Les eaux territoriales du Kerala s’étendent jusqu’à 12 milles marins (environ 22 km) vers la mer, et les sites miniers proposés se situent juste en dehors de cette limite. « Mais les pêcheurs ne se contentent pas de pêcher à l’intérieur de cette frontière. Avec l’avènement des moteurs hors-bord chinois bon marché, les pêcheurs traditionnels pêchent maintenant jusqu’à 100 m de profondeur », a déclaré A Biju Kumar, professeur et chef du département.
Investissement dans les minéraux critiques
L’initiative d’exploitation minière offshore fait partie d’une mission nationale de minéraux critiques de 1,8 milliard de dollars sur sept ans annoncée par le gouvernement Modi en janvier. Les minéraux critiques sont les éléments constitutifs de la transition énergétique mondiale et sont considérés comme vitaux pour les objectifs d’émissions nettes nulles de l’Inde en 2070.
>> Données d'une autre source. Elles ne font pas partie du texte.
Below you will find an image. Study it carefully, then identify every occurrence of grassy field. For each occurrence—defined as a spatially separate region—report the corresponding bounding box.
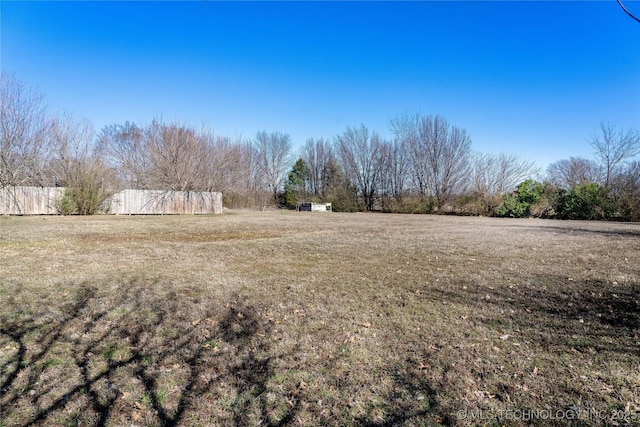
[0,212,640,426]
Plusieurs minéraux sont essentiels à la transition énergétique propre de l’Inde et à l’autosuffisance en matière de fabrication, principalement le lithium, le cobalt, le nickel et les terres rares. « Nous dépendons à 100 % des importations pour presque tous ces minéraux », a déclaré Ganesh Sivamani, chercheur associé au Centre pour le progrès social et économique basé à New Delhi.
Appel à un moratoire
Bien que le sable de construction ne soit pas répertorié comme un minéral critique, il demeure une ressource de plus en plus importante. « Cela va être le moteur de l’industrie de la construction en Inde, qui va connaître un énorme essor à mesure que l’urbanisation augmente », a-t-il ajouté. « Cependant, je crois qu’à ce stade, comme d’autres pays de l’Ouest et des nations insulaires, l’Inde devrait également imposer un moratoire sur l’exploitation minière offshore. »
Pour l’instant, la communauté de pêcheurs du Kerala se prépare à un combat. Si le gouvernement Modi décide de poursuivre le plan d’exploitation minière offshore malgré l’opposition des pêcheurs, du gouvernement du Kerala et de scientifiques comme Biju Kumar, George a déclaré qu’il irait « à l’encontre des souhaits d’un État entier ».